Danny Glover

I recently got the chance to have a quick chat with Hollywood veteran actor Danny Glover (2012, Lethal Weapon) about his recent role in the SyFy original movie Age of Dragons, a bold retelling of the Herman Melville novel “Moby Dick”.

Aaron M.K.: In the movie [Age of Dragons] the writer’s saw fit to give an explanation as to why your character Captain Ahab was chasing his ‘white whale’, the dragon, in the form of flashbacks. This is somewhat in contrast to the original telling of the tale in which Herman Melville never gave the reader a reason for Ahab’s incessant lust for revenge. Do you feel that these flashbacks helped the movie-goer connect with Captain Ahab on an emotional level, perhaps shedding a whole new light on the old classic?

Danny Glover: Well, I would think so. Often human behavior is demystified through knowing something about what a person has been through. I don’t care what it is; you can look at a hardened criminal, man, and he can tell you a story about what had happened to him as a child that can bring you to tears. Only then will you understand wholly why he is who he is, you know? So we can flash back on the experiences of a man who is doing life in a state prison and have it tell you the story, and when you know the story you can have some sort of empathy for him. You can only have empathy for people- despite how you think they are or what you think that you see they are- by knowing their story. So I think the flashbacks were good because from that vantage point, the viewer can understand who Ahab was- more than just this vile, deformed, angry human being.
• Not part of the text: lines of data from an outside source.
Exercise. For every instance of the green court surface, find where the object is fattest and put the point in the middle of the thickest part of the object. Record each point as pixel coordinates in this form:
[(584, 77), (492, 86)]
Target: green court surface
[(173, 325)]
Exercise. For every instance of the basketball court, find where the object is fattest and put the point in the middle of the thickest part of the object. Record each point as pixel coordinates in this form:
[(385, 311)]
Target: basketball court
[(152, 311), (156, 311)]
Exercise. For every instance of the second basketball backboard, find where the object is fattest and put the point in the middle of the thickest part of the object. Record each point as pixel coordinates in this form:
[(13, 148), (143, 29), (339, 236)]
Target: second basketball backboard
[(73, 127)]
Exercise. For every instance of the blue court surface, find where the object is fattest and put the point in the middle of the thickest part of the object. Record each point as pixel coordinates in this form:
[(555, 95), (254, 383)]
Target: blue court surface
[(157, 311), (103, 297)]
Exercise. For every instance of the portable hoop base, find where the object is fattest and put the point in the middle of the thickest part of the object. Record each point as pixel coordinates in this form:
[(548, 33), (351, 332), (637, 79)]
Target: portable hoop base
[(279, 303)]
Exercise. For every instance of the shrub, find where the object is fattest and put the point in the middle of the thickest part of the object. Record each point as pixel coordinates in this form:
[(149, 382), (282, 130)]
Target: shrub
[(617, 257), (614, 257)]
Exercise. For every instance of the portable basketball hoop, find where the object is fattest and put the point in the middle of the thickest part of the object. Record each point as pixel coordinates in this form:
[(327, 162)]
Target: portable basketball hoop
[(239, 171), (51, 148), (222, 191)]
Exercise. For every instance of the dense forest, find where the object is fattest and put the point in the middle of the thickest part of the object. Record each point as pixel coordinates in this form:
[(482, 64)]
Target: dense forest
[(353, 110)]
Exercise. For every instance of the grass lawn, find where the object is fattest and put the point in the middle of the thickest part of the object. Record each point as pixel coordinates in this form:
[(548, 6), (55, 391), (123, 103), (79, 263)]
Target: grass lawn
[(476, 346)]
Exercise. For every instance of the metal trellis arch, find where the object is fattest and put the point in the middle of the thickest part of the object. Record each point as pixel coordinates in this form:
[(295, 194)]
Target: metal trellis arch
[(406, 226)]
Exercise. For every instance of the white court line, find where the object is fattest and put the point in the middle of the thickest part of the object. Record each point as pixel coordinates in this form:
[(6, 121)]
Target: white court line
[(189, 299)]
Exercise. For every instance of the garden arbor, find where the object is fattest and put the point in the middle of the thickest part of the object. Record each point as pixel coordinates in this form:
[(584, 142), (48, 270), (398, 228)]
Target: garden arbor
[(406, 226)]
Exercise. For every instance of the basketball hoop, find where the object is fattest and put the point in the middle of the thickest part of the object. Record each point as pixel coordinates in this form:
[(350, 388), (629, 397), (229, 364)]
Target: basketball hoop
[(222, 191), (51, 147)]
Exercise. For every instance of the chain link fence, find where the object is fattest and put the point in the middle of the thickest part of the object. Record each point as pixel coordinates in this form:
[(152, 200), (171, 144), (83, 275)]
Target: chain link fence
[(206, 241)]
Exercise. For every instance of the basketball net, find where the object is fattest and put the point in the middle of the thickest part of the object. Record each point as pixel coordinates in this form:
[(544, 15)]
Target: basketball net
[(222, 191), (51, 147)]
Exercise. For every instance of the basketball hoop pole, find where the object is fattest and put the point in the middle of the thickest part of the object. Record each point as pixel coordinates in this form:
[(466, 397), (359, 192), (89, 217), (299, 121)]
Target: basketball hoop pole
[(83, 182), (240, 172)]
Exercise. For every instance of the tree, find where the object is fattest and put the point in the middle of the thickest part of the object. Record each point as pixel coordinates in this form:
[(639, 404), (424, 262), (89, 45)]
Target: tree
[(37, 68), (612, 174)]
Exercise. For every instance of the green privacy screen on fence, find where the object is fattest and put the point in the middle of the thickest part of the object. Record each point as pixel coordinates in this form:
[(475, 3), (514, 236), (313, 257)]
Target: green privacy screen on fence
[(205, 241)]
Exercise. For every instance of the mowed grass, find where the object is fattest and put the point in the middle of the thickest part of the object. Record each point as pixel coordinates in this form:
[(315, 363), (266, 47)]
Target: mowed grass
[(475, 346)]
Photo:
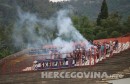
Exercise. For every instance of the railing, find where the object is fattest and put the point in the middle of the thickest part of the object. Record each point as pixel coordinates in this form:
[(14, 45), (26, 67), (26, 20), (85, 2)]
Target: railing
[(79, 58)]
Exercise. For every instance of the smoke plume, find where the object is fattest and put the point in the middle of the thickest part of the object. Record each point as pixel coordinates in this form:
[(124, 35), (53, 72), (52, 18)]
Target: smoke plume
[(34, 32)]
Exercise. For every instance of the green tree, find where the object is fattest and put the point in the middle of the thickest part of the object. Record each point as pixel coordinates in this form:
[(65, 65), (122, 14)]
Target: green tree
[(104, 12), (102, 35), (126, 26)]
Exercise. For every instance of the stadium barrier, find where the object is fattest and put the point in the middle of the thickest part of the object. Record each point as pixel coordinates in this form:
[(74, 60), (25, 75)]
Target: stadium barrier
[(82, 58)]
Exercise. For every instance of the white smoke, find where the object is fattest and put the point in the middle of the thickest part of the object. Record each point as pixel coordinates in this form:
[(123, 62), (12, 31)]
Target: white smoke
[(36, 32)]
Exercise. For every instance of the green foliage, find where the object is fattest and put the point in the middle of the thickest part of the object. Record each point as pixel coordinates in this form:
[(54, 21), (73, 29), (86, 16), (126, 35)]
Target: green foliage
[(101, 35), (104, 12)]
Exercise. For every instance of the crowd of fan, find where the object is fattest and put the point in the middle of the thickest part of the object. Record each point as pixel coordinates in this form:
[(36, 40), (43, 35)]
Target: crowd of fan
[(81, 54)]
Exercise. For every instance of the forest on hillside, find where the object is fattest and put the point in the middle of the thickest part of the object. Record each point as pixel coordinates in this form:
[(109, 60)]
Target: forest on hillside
[(94, 19)]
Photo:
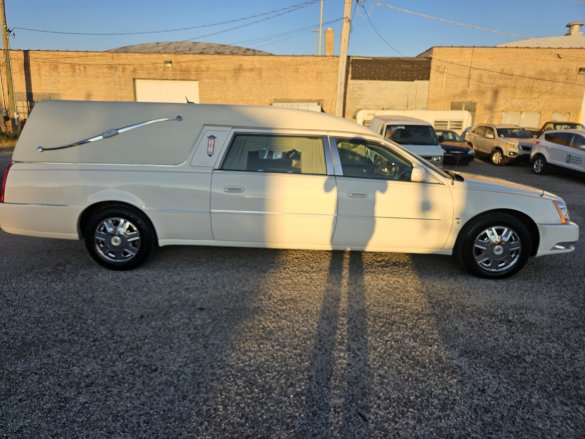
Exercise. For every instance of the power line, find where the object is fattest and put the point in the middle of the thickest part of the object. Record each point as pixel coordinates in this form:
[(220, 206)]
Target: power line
[(366, 13), (447, 21), (273, 13)]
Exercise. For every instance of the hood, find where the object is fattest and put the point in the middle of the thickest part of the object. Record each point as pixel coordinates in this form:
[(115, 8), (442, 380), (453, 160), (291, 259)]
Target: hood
[(531, 140), (490, 184)]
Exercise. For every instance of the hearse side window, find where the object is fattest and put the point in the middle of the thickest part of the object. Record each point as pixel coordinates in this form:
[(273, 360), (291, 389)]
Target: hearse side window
[(272, 153), (371, 160)]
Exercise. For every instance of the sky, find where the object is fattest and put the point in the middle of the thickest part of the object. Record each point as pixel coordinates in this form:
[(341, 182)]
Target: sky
[(383, 28)]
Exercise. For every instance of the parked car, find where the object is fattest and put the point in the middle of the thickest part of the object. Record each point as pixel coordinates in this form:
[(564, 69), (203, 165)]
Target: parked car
[(563, 149), (556, 125), (127, 177), (457, 152), (502, 143), (417, 135)]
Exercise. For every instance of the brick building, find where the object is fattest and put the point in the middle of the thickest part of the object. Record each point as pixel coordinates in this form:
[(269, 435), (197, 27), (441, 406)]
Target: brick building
[(525, 83)]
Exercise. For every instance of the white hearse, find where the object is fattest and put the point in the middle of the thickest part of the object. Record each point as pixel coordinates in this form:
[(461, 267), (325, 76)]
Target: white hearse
[(128, 177)]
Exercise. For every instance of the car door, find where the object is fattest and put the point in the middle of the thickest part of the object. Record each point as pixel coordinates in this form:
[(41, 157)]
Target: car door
[(274, 191), (576, 158), (477, 138), (380, 209), (559, 148)]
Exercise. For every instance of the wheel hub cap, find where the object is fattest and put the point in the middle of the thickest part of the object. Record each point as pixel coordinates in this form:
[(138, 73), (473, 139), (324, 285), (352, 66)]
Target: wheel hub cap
[(497, 248), (117, 239)]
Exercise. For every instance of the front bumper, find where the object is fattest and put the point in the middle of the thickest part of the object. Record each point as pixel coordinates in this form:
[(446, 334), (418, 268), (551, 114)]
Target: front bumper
[(557, 238)]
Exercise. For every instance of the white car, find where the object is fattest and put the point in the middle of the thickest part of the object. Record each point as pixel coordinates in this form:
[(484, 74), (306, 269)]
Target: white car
[(128, 177), (562, 148)]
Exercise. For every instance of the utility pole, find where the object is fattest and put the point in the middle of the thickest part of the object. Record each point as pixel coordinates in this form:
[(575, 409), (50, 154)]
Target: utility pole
[(342, 72), (8, 70), (321, 30)]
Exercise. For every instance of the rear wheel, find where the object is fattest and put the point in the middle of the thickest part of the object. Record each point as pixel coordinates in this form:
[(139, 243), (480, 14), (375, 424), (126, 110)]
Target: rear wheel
[(497, 157), (539, 165), (495, 246), (119, 238)]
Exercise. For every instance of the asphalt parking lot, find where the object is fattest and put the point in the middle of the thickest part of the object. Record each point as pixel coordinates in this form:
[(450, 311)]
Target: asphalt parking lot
[(248, 343)]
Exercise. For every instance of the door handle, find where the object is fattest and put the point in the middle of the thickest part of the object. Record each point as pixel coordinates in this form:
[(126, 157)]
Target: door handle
[(233, 189)]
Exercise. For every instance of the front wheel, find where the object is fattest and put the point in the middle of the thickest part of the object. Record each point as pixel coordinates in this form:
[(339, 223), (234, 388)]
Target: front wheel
[(539, 165), (497, 157), (119, 238), (495, 246)]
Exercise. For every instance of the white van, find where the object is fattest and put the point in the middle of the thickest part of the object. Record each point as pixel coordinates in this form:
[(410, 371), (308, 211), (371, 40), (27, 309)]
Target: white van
[(453, 120), (128, 177), (416, 135)]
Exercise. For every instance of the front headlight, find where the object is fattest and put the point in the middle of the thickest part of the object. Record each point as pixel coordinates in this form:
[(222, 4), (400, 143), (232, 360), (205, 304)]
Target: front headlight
[(562, 210)]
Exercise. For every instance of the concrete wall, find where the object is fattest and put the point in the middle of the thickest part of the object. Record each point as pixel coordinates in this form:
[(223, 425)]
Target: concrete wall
[(381, 95), (500, 83), (247, 79), (494, 83)]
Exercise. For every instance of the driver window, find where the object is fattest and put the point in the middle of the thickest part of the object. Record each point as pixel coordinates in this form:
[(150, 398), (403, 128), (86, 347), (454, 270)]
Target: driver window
[(371, 160)]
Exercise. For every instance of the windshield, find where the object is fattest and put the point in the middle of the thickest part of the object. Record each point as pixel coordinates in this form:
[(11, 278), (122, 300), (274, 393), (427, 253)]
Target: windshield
[(420, 160), (514, 133), (411, 134)]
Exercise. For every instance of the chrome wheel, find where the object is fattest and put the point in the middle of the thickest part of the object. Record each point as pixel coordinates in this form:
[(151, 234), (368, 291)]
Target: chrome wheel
[(497, 157), (497, 249), (117, 239), (494, 246), (539, 165)]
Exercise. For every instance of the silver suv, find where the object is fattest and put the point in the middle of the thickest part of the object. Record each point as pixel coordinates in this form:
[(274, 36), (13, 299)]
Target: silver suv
[(501, 142)]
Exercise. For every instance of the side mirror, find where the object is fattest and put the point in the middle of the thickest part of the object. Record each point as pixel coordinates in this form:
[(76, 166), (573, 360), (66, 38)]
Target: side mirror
[(418, 174)]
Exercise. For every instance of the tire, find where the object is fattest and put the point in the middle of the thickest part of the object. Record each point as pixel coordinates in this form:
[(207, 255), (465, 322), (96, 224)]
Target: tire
[(497, 157), (119, 238), (539, 165), (494, 246)]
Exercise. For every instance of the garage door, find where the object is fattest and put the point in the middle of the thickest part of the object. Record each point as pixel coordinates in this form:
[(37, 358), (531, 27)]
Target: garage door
[(159, 90)]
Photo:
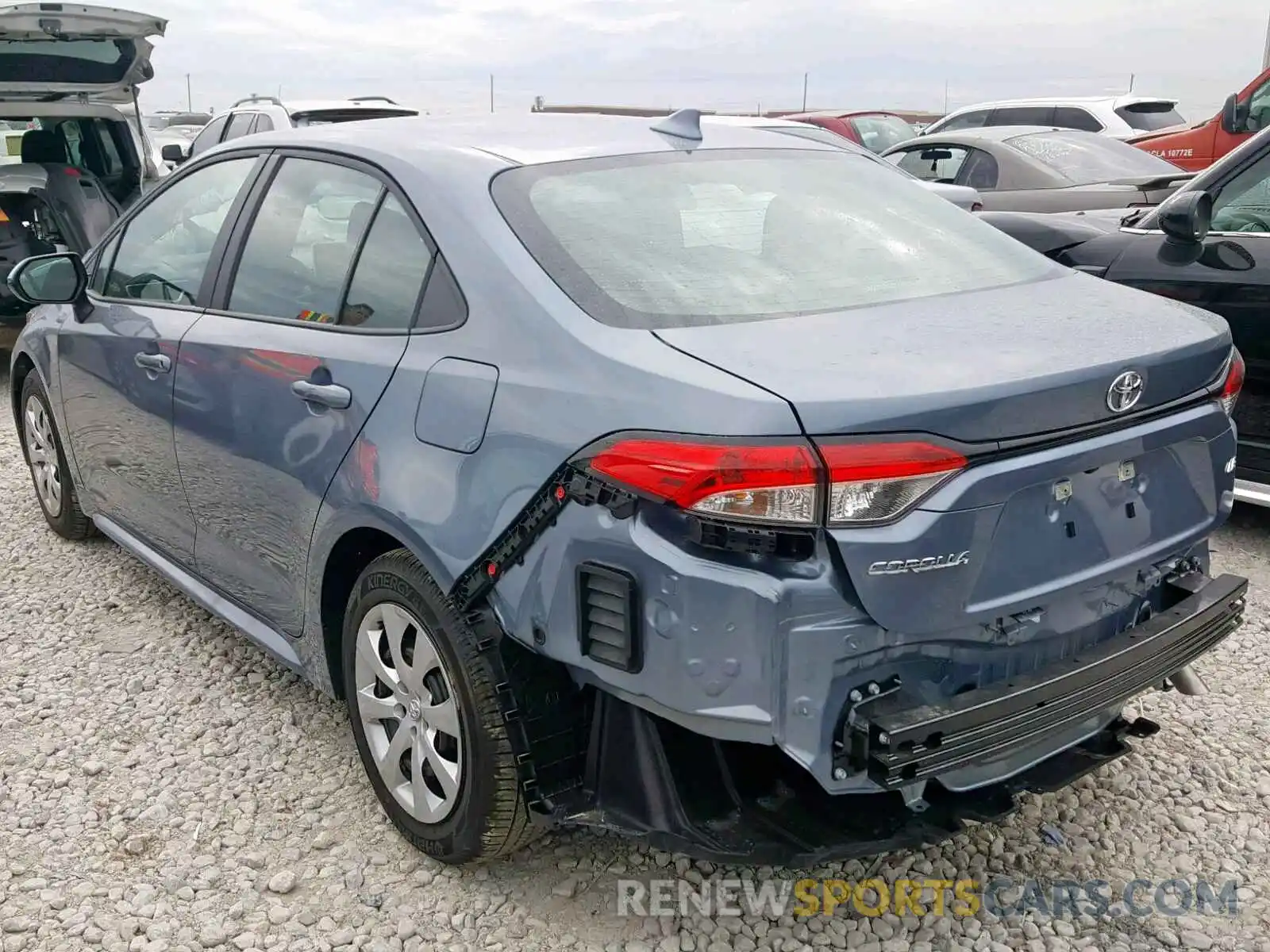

Aaron M.K.: There have been several movies released over the years that have tried to reinvent the tale of Moby Dick in wildly different ways; How well, in your mind, did ‘Age of Dragons’ reinvent the classic tale of Moby Dick and in which ways did it succeed and in which ways do you think it failed?

Danny Glover: I don’t know really, that’s something for the viewers to judge- I’m just an actor in it! *chuckle* My purpose [as an actor] was to find a center [in the story], and be that. I didn’t try to retell the story of Moby Dick, of course I was influenced by it- you can’t get away from the fact that the physical and emotional deformity you find in the original character is still there- but the idea that it’s a classic story is because it lends itself to so many different interpretations. The classic story, in some sense, captures a particular point in time not only revolving around this man’s obsession, but what is happening at that point in time in the whaling
industry. An industry where men come from all around the world who become a part of this experience; the bounty [of the hunt] and the value of what they do. The value of the job in this point of time- the whale oil- is what it’s about, that treasure. You can put this story at any point in time as long as you can lend those same values to the story, and only then will you fall into the frames of doing justice to the original novel.

Aaron M.K.: It was a pleasure talking with you! Thank you for your time and best of luck!